Steve explained: “Post-transplant is an emotional rollercoaster. One side of this is that there’s this family who have given you life because they’ve honoured the wishes of their loved one who was an organ donor.
“On the other side of that, myself and my family are really happy because I’m living, so without the donors and their families, myself and countless others wouldn’t be here.
“The whole staff at the Golden Jubilee become your family too, they become a big part of your life. They’re always there for you when you need them, and they’ll tell you off when they need to as well, so it’s just like a real family. They’re the ultimate professionals, every single of them, and I can’t thank them enough.”
The Transplant Coordination team are helping Steve’s dream of competing in Perth at the Games from 15-21 April and have raised £850 so far from a fundraising sale and donations from staff.
Steve added: “I’m amazed at the amount the Golden Jubilee have raised for me, I just hope I can do them proud. I would like to thank the whole team at the Golden Jubilee for all of their support.”
Advanced Heart Failure Nurse Specialist and Transplant Co-ordinator, Lorraine Jerrett, said: “Steve is such an inspiration to everyone and to compete at the World Transplant Games at such a high level for a third time shows how organ donation can transform lives.

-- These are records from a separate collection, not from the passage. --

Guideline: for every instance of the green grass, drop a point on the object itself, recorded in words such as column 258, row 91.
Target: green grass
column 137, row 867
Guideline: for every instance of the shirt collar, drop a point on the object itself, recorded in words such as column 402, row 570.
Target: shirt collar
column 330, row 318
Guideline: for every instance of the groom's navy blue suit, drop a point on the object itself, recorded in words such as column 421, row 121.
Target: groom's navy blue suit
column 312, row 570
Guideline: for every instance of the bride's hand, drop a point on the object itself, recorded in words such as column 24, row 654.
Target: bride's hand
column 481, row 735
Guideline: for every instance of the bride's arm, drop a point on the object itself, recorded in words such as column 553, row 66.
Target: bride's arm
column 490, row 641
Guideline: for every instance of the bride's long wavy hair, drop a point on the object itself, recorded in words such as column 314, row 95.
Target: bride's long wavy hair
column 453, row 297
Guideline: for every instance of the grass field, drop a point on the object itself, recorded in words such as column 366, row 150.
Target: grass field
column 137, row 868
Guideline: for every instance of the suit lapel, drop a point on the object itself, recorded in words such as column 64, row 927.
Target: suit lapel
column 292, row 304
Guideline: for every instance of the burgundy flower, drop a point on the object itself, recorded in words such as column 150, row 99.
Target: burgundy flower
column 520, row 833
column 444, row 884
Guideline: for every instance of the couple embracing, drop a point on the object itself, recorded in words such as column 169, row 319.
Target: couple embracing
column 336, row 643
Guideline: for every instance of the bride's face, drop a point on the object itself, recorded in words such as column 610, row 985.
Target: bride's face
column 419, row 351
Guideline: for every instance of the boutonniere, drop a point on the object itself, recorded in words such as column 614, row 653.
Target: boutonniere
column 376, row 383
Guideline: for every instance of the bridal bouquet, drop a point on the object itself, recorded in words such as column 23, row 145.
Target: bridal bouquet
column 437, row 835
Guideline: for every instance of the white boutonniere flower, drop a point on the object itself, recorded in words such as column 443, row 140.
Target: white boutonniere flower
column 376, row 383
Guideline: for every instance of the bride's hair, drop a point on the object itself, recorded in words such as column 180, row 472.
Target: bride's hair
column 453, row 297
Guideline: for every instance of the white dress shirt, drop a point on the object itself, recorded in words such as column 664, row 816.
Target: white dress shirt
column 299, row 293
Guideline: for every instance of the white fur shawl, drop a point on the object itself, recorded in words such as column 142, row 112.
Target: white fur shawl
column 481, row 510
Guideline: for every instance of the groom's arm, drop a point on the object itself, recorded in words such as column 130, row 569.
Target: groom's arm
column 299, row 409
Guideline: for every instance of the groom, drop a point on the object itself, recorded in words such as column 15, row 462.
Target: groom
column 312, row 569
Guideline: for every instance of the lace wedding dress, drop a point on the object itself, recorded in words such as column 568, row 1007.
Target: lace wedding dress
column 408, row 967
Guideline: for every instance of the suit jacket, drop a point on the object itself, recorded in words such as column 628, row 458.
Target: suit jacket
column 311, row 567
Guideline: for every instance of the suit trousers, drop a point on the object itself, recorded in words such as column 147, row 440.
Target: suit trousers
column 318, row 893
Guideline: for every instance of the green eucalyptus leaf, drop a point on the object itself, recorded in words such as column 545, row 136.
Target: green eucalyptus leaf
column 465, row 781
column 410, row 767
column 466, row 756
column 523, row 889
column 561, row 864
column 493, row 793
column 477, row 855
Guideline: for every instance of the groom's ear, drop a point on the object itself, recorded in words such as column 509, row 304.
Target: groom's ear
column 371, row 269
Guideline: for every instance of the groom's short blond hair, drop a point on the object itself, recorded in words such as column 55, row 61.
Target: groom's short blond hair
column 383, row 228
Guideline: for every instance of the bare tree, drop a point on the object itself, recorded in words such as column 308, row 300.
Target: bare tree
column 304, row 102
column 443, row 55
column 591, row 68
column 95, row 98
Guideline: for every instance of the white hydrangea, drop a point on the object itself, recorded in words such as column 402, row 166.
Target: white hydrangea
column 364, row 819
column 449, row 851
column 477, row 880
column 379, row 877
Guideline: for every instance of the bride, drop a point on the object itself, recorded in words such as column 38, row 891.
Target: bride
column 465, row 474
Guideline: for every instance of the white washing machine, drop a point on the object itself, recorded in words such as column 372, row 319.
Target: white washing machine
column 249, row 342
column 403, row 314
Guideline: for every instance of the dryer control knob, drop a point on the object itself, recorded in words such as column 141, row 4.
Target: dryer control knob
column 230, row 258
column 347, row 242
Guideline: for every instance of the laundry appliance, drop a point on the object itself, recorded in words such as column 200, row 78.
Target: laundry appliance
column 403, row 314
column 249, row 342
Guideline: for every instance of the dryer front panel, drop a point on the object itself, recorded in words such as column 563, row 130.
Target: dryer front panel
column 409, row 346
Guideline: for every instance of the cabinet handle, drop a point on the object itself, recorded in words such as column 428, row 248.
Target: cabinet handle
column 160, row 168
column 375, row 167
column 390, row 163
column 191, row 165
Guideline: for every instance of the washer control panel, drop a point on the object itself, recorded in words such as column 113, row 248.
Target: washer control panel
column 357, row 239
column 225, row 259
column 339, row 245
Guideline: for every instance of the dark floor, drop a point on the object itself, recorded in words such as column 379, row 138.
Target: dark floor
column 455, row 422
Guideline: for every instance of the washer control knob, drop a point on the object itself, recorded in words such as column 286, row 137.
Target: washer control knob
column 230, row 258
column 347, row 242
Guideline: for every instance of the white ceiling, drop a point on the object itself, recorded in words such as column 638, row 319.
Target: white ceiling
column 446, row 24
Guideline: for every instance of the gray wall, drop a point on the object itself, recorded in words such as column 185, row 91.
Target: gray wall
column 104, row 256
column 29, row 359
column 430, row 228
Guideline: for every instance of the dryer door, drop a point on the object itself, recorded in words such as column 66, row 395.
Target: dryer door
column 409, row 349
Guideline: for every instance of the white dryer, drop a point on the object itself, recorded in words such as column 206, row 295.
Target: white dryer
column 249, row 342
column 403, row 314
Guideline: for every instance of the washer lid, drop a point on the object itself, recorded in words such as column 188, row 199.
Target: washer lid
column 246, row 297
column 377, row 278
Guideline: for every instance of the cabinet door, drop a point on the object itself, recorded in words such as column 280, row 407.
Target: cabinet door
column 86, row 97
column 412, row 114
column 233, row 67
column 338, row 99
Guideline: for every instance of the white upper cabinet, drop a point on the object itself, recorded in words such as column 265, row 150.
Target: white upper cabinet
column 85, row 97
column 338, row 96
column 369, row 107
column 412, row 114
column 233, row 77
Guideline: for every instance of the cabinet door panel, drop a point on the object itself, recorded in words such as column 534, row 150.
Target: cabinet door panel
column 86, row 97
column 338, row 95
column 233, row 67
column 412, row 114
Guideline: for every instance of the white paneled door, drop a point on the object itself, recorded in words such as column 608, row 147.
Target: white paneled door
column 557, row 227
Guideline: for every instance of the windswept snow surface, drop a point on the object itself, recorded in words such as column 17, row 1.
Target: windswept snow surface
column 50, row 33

“He gives hope to all of our patients awaiting transplantation, including speaking with them and giving them the benefit of his experiences. He is a great ambassador for organ donation so we all wanted to help him get to Australia and we will be supporting him all the way.
“Organ donation is a personal decision and you have a choice about whether or not you want to donate. Whatever your decision, register it and tell your loved ones, it will make it easier for them to ensure it is honoured.”

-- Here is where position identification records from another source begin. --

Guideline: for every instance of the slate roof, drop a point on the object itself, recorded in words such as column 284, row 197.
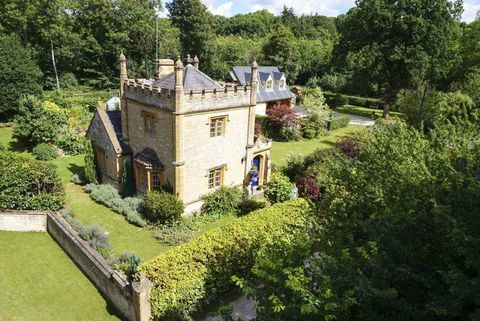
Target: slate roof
column 149, row 158
column 193, row 79
column 115, row 117
column 242, row 75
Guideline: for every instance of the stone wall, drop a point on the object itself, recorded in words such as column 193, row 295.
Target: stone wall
column 131, row 301
column 23, row 221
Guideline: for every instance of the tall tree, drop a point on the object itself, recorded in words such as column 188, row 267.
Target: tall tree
column 281, row 50
column 19, row 75
column 195, row 23
column 398, row 44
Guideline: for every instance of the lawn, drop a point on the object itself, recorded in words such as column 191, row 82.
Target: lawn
column 363, row 111
column 281, row 149
column 40, row 282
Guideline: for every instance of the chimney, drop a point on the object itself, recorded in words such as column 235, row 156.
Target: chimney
column 123, row 72
column 163, row 67
column 253, row 83
column 196, row 62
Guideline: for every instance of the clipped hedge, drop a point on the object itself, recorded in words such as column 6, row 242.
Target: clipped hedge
column 334, row 99
column 28, row 184
column 338, row 122
column 195, row 273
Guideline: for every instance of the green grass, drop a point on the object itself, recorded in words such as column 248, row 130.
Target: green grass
column 122, row 234
column 363, row 111
column 39, row 282
column 281, row 149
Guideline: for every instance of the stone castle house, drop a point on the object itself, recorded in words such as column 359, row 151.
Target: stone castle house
column 181, row 129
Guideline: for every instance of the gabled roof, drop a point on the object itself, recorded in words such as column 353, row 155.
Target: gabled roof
column 193, row 79
column 112, row 123
column 149, row 158
column 242, row 75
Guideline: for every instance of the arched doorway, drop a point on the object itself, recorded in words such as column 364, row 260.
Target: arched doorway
column 259, row 163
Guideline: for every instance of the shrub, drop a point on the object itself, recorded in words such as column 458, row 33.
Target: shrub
column 93, row 234
column 26, row 183
column 135, row 218
column 338, row 122
column 39, row 122
column 279, row 189
column 104, row 194
column 250, row 204
column 295, row 165
column 308, row 188
column 107, row 195
column 45, row 152
column 348, row 146
column 162, row 207
column 175, row 233
column 76, row 179
column 128, row 263
column 197, row 272
column 222, row 201
column 91, row 173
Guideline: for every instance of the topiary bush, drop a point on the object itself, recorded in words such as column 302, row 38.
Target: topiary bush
column 197, row 272
column 91, row 172
column 338, row 122
column 223, row 201
column 28, row 184
column 279, row 189
column 162, row 207
column 45, row 152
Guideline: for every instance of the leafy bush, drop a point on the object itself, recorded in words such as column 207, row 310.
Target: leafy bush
column 222, row 201
column 308, row 188
column 39, row 122
column 196, row 273
column 91, row 172
column 279, row 189
column 175, row 233
column 76, row 179
column 135, row 218
column 338, row 122
column 348, row 146
column 45, row 152
column 162, row 207
column 250, row 204
column 19, row 74
column 107, row 195
column 93, row 234
column 26, row 183
column 128, row 263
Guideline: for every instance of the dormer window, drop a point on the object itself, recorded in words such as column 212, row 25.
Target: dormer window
column 269, row 85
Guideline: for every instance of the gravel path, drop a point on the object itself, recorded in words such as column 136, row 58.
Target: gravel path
column 357, row 120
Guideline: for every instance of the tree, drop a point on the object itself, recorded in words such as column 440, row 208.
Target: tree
column 397, row 238
column 393, row 45
column 195, row 23
column 19, row 75
column 281, row 50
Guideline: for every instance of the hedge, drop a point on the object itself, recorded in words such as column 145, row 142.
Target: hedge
column 197, row 272
column 338, row 122
column 334, row 99
column 28, row 184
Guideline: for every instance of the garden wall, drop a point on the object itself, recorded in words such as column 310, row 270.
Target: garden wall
column 131, row 300
column 23, row 221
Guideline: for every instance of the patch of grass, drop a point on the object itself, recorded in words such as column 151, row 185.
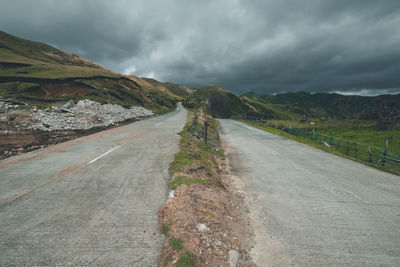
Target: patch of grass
column 333, row 149
column 186, row 260
column 182, row 180
column 182, row 159
column 176, row 244
column 165, row 229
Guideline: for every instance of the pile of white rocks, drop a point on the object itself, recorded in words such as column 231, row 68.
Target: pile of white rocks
column 84, row 115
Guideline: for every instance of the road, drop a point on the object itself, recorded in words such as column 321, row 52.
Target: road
column 312, row 208
column 90, row 201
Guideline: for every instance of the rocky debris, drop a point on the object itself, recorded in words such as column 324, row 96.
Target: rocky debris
column 25, row 126
column 69, row 104
column 233, row 258
column 325, row 144
column 202, row 227
column 84, row 115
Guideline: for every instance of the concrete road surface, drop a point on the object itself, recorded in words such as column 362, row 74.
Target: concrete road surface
column 90, row 201
column 311, row 208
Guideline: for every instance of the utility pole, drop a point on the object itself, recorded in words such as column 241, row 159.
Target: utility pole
column 205, row 131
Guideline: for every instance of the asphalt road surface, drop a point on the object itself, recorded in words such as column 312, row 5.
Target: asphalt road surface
column 311, row 208
column 90, row 201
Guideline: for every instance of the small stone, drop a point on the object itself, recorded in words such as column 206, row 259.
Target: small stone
column 233, row 258
column 202, row 227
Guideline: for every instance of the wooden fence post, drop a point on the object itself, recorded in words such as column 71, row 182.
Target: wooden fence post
column 385, row 151
column 205, row 131
column 370, row 154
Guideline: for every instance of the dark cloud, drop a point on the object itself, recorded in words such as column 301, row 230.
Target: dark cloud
column 266, row 46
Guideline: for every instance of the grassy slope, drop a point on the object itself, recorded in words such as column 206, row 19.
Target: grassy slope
column 219, row 102
column 36, row 71
column 298, row 104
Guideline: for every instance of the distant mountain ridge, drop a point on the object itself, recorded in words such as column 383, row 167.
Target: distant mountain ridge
column 329, row 105
column 35, row 71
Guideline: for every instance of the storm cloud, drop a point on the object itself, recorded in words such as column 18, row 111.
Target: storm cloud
column 265, row 46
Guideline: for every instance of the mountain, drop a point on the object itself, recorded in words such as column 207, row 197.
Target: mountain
column 298, row 104
column 33, row 71
column 220, row 102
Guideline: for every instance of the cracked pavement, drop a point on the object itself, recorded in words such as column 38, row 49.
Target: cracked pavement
column 89, row 201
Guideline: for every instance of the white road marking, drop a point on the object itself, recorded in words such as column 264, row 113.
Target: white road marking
column 102, row 155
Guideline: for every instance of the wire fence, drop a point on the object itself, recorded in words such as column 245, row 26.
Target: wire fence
column 350, row 148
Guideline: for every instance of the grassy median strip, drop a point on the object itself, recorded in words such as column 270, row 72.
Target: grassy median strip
column 198, row 222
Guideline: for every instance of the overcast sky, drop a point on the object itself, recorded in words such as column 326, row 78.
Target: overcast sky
column 261, row 45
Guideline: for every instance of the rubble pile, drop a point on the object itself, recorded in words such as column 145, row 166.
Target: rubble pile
column 84, row 115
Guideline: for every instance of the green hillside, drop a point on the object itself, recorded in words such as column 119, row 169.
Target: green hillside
column 298, row 104
column 33, row 71
column 220, row 102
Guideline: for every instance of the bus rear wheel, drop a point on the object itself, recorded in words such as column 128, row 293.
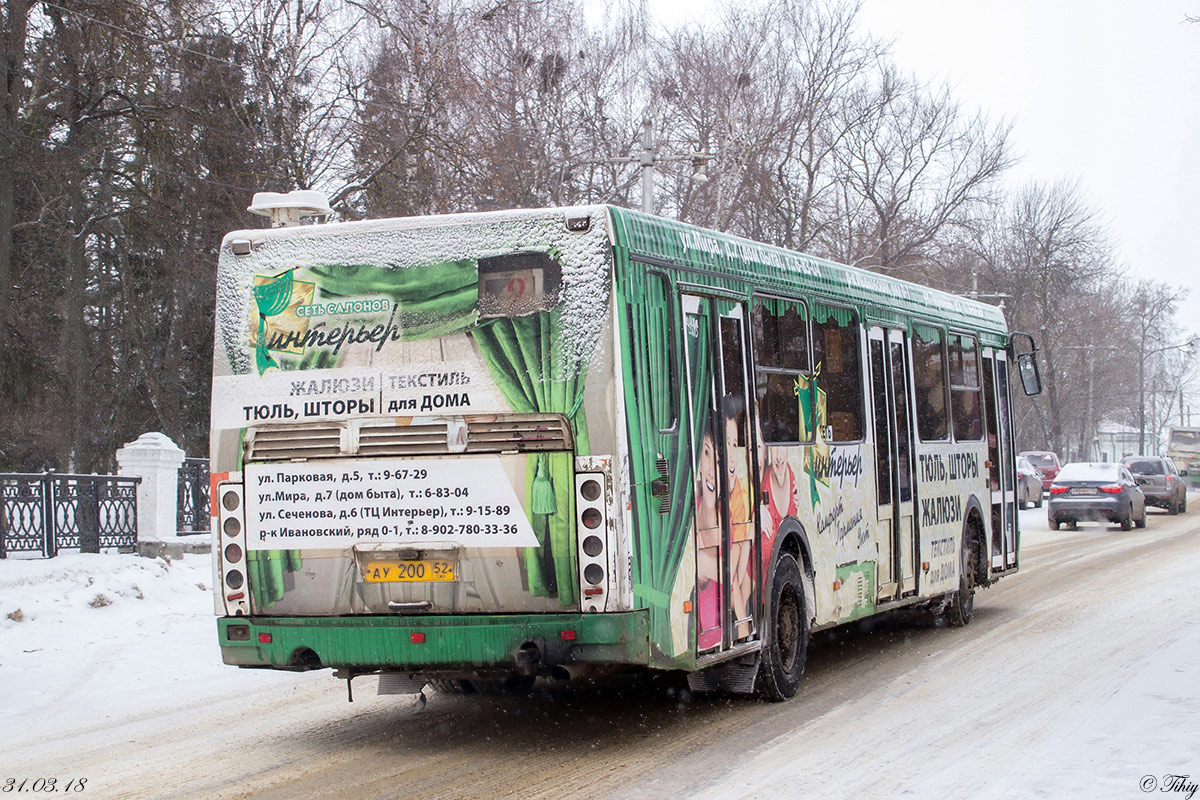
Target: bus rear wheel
column 787, row 635
column 961, row 606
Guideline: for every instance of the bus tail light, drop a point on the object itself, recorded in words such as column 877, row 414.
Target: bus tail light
column 592, row 518
column 231, row 552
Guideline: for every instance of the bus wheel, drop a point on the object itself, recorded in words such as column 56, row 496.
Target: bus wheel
column 961, row 607
column 787, row 633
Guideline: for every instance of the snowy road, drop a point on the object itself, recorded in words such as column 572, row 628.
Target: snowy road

SNAHFS is responsible for providing advanced heart failure therapies throughout Scotland, including several forms of mechanical cardiac support and heart transplantation.
NHS Golden Jubilee Consultant Transplant Cardiologist, Veronica Baston, said: “Heart failure is a condition in which the heart is not able to pump blood around the body as well as it should, with typical symptoms including breathlessness, fatigue or swollen ankles.
“More than 900,000 people in Britain live with heart failure, which is now described as an epidemic.
“We look after very sick patients with poor quality of life and witness how transplantation can transform their lives, as Steve has so admirably shown and we all wish him all the very best in the upcoming Games.”